Example 1

The forward transition matrix looks like the following:

$$\mathbf{Q} = \left[ \begin{array}{cccc} 1 & 0 & 0 & 0 \\ 0 & q & 1-q & 0 \\ 0 & 0 & 0 & 1 \end{array}\right]$$

As can be observed, $H(X\vert Y)=0$ , i.e., when output is observed, the input can be uniquely determined. This is because that channel can be viewed as three parallel reliable subchannels.
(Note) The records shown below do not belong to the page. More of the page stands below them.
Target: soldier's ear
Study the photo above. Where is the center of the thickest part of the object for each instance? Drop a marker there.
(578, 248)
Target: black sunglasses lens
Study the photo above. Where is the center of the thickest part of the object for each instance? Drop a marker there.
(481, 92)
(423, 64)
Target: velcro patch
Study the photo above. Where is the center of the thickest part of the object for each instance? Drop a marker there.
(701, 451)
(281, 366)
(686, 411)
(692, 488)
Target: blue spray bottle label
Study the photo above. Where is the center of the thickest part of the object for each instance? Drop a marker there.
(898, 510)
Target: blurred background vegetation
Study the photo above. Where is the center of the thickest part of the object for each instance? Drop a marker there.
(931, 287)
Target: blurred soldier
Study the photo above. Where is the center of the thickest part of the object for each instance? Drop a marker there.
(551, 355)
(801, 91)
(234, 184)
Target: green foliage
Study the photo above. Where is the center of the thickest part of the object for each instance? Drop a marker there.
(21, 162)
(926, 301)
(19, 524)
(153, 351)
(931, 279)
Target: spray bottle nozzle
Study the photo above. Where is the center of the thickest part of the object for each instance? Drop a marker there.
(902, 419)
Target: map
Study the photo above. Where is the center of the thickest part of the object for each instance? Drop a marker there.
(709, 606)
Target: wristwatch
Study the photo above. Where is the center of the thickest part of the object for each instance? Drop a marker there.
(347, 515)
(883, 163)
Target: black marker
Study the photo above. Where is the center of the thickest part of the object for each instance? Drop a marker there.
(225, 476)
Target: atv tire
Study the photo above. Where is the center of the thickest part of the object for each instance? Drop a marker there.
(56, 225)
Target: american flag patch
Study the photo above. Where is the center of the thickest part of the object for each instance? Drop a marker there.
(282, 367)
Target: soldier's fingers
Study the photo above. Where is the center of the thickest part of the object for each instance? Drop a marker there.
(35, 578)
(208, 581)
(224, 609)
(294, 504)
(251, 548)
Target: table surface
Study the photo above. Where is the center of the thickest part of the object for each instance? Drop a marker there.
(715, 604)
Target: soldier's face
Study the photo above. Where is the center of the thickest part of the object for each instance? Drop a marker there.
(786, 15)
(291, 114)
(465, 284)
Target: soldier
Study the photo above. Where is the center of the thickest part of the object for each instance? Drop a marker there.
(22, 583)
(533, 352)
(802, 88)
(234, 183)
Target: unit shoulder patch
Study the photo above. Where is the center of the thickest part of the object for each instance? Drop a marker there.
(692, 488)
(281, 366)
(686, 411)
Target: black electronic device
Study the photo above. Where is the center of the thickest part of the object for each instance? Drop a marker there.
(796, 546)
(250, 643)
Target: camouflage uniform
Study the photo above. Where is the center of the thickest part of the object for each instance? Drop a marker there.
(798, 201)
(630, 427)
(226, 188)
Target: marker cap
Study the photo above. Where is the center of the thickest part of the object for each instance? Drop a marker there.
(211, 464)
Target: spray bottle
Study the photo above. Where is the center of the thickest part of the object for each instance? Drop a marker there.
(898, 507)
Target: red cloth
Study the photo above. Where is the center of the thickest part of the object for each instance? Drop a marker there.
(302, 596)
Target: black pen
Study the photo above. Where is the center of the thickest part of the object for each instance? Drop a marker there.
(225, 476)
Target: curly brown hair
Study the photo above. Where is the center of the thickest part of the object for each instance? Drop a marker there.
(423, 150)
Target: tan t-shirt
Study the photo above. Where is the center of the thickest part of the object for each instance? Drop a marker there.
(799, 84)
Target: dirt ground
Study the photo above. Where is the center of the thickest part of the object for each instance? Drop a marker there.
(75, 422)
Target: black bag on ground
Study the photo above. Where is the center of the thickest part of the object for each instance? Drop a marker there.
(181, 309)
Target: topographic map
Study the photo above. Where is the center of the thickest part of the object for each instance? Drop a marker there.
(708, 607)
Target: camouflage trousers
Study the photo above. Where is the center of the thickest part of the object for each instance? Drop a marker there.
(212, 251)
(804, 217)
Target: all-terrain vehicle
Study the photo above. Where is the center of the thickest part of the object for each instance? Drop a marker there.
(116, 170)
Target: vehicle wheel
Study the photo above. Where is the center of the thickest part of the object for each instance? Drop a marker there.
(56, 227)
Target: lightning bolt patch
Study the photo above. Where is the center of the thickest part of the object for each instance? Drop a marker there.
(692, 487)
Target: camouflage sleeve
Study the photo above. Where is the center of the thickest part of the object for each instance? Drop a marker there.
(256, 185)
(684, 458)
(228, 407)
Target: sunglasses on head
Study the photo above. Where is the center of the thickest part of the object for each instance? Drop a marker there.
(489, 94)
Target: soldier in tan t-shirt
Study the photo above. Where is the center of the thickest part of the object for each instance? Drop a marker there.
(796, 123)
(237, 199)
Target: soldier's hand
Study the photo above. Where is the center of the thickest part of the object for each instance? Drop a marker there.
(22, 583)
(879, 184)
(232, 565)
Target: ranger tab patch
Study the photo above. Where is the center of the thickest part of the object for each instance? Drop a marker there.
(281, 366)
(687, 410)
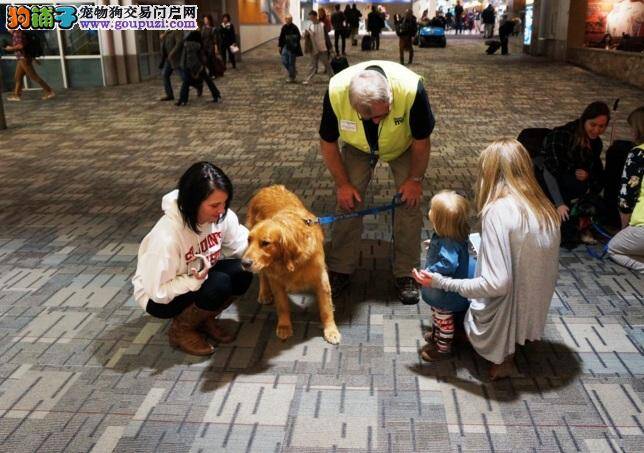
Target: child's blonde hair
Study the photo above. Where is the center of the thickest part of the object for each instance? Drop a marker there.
(448, 213)
(505, 168)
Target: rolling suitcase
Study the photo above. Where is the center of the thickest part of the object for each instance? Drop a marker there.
(338, 63)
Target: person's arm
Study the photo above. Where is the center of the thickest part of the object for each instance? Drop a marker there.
(447, 262)
(549, 179)
(554, 151)
(421, 123)
(495, 261)
(159, 276)
(346, 192)
(234, 237)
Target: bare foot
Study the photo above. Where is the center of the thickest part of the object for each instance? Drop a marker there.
(332, 335)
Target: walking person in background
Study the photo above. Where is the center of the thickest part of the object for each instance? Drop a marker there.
(353, 19)
(193, 68)
(209, 39)
(458, 18)
(227, 38)
(289, 45)
(171, 48)
(406, 28)
(375, 24)
(24, 66)
(505, 31)
(489, 18)
(338, 20)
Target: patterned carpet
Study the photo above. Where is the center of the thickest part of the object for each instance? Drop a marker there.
(83, 369)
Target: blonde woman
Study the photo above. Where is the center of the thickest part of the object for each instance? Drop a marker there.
(518, 260)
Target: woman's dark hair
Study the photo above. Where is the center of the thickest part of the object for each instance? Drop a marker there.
(593, 110)
(636, 121)
(194, 36)
(195, 185)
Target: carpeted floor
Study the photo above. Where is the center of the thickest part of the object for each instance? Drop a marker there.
(83, 369)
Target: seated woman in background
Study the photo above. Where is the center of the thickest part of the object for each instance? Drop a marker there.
(197, 229)
(571, 154)
(518, 261)
(627, 247)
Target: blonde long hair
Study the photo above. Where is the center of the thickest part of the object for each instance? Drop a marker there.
(505, 168)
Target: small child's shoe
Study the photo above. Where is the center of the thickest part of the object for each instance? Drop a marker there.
(430, 353)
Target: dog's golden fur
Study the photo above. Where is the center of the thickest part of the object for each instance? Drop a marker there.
(288, 254)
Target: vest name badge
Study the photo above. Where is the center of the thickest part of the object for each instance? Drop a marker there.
(347, 125)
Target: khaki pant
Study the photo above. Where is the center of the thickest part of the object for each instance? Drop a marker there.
(344, 248)
(25, 66)
(627, 248)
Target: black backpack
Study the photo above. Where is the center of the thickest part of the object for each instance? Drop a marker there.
(34, 44)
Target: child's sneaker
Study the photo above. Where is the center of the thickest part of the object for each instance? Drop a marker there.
(430, 353)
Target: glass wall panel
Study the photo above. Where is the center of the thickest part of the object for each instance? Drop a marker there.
(80, 42)
(84, 72)
(50, 71)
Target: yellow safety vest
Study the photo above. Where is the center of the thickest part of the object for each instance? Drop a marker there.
(637, 218)
(394, 132)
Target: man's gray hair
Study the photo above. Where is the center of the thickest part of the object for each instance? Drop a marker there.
(368, 87)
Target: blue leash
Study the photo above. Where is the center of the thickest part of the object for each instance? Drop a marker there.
(602, 232)
(325, 220)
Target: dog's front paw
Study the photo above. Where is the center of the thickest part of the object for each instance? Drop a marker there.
(332, 335)
(265, 300)
(285, 331)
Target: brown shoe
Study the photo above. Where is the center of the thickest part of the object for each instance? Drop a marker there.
(183, 333)
(212, 328)
(429, 353)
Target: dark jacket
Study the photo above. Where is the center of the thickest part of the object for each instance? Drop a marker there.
(488, 16)
(353, 17)
(172, 47)
(227, 35)
(290, 38)
(506, 29)
(407, 26)
(192, 58)
(337, 20)
(375, 22)
(562, 158)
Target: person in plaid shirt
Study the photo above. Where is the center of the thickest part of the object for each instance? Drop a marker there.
(24, 66)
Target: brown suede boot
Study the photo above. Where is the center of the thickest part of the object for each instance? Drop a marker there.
(183, 332)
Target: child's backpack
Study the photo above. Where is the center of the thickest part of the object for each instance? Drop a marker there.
(34, 43)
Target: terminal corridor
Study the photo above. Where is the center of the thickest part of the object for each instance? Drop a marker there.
(82, 368)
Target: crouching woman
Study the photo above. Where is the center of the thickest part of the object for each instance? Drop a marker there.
(186, 267)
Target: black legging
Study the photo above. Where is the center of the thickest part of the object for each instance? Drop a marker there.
(225, 279)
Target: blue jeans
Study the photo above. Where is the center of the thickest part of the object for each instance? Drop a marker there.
(167, 85)
(288, 60)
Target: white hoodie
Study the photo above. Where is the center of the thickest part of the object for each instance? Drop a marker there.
(162, 271)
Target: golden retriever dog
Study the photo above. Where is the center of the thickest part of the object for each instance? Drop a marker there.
(287, 253)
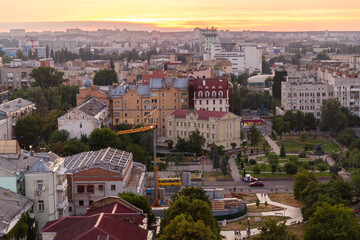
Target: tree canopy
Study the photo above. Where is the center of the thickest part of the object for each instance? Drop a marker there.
(105, 77)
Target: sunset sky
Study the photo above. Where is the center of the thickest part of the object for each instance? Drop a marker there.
(172, 15)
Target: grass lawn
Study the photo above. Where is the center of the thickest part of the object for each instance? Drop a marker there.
(263, 208)
(286, 198)
(214, 175)
(298, 230)
(293, 143)
(243, 223)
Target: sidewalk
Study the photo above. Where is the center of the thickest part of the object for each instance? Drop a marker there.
(234, 170)
(292, 212)
(274, 147)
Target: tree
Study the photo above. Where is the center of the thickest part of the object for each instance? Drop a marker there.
(322, 56)
(59, 136)
(193, 193)
(309, 122)
(46, 77)
(184, 227)
(333, 223)
(282, 151)
(27, 130)
(224, 165)
(332, 118)
(105, 77)
(271, 230)
(196, 142)
(74, 146)
(139, 202)
(197, 209)
(302, 180)
(103, 138)
(254, 136)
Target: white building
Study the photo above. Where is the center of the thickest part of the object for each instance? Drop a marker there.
(83, 119)
(220, 128)
(97, 174)
(244, 58)
(10, 113)
(46, 185)
(304, 96)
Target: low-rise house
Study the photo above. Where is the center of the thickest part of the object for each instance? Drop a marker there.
(83, 119)
(12, 206)
(12, 111)
(97, 174)
(108, 218)
(220, 128)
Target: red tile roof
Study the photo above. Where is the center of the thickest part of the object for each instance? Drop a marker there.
(202, 114)
(97, 226)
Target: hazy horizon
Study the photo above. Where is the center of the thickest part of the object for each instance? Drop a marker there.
(164, 15)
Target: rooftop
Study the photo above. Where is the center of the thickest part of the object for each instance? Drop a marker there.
(109, 158)
(92, 106)
(202, 114)
(11, 204)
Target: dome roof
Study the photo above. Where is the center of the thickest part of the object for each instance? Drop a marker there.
(88, 82)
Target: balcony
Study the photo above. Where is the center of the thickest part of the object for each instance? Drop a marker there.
(62, 186)
(63, 204)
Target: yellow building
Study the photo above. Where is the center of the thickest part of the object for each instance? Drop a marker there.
(129, 103)
(220, 128)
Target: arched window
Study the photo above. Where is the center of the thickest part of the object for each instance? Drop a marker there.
(207, 94)
(221, 94)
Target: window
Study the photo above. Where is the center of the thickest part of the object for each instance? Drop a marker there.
(40, 184)
(80, 188)
(41, 206)
(90, 188)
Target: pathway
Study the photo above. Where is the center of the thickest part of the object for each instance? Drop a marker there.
(234, 170)
(293, 212)
(274, 147)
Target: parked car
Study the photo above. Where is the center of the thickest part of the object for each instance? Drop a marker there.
(249, 178)
(256, 184)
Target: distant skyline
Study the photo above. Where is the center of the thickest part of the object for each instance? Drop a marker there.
(165, 15)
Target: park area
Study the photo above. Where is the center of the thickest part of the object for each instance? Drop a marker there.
(295, 143)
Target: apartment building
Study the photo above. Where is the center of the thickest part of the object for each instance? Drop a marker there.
(15, 77)
(220, 128)
(130, 103)
(209, 94)
(85, 118)
(97, 174)
(46, 185)
(305, 96)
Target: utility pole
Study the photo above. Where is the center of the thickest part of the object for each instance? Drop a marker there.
(155, 166)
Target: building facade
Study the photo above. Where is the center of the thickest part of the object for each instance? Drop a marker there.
(85, 118)
(209, 94)
(220, 128)
(130, 103)
(46, 185)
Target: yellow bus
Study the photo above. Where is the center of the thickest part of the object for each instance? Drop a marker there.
(169, 182)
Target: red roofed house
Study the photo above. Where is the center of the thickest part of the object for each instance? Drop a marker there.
(220, 128)
(110, 218)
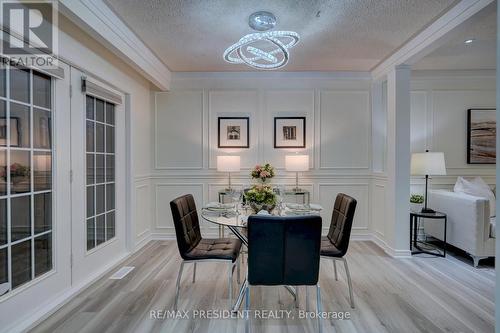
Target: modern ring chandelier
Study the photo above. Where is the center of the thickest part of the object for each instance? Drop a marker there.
(262, 50)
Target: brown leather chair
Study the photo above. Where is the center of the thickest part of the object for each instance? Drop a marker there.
(335, 244)
(193, 248)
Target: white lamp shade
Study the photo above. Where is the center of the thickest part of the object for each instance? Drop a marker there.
(429, 163)
(297, 163)
(228, 163)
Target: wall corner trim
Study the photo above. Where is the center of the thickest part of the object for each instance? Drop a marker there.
(97, 19)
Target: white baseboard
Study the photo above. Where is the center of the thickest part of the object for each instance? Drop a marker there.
(48, 308)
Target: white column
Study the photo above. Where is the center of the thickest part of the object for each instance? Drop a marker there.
(398, 160)
(497, 241)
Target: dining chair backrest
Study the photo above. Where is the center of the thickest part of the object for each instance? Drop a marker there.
(341, 223)
(187, 226)
(283, 250)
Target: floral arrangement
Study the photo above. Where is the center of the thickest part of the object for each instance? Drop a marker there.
(263, 172)
(261, 197)
(416, 198)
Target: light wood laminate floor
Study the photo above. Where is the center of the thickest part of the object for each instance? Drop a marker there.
(419, 294)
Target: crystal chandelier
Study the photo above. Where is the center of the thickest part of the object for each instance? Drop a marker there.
(262, 50)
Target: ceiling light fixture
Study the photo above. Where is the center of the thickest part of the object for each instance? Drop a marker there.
(262, 50)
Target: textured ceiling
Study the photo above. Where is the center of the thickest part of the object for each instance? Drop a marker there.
(189, 35)
(455, 55)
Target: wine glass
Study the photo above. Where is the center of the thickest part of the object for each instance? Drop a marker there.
(235, 194)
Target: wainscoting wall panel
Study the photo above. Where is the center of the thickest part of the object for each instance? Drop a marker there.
(338, 123)
(345, 130)
(439, 103)
(179, 115)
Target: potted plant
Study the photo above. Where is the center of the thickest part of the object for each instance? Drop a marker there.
(263, 172)
(416, 201)
(261, 197)
(18, 173)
As can be expected, changing on parameter $q$ has no effect on the overall channel capacity.

The unconstrained capacity can be calculated as the following:

$$C=\max_{\mathbf{p}} {I(X;Y)}=\max_{\mathbf{p}} {H(X)-H(X\vert Y)},$$ (6)

since $H(X\vert Y)=0$ , eq. 6 can be further written as:

$$C=\max_{\mathbf{p}}{H(X)},$$ (7)

$H(X)$ is maximized when $\mathbf{p}=[1/3\ 1/3\ 1/3]^T$ . And $C=\log_2{3}\approx1.59\ bits/channel\ use$ .

When $e=[0,1,0]^T$ is assigned as expense schedule, $E_{min}$ is achived when $p=[\alpha/2\ 0\ \alpha/2]^T$ , because of channel symetry. $C_{min}=log_2{3}\ bits/channel\ use$ as the channel reduces to BSC in this case.

Naturally, $C_{max}=C_{unconstrained}$ is achieved as $\mathbf{p}=[1/3\ 1/3\ 1/3]^T$ . Therefore $E_{max}=1/3$ in this case.

Figure 4 shows the Blahut algorithm estimation on this channel for expense schedule $e=[0,1,0]^T$ .

Figure 4: Capacity Expense Curve of Channel Described in Example 1. $e=[0,1,0]^T$ .

As shown in the figure, the estimation agrees with theoretical analyse perfectly.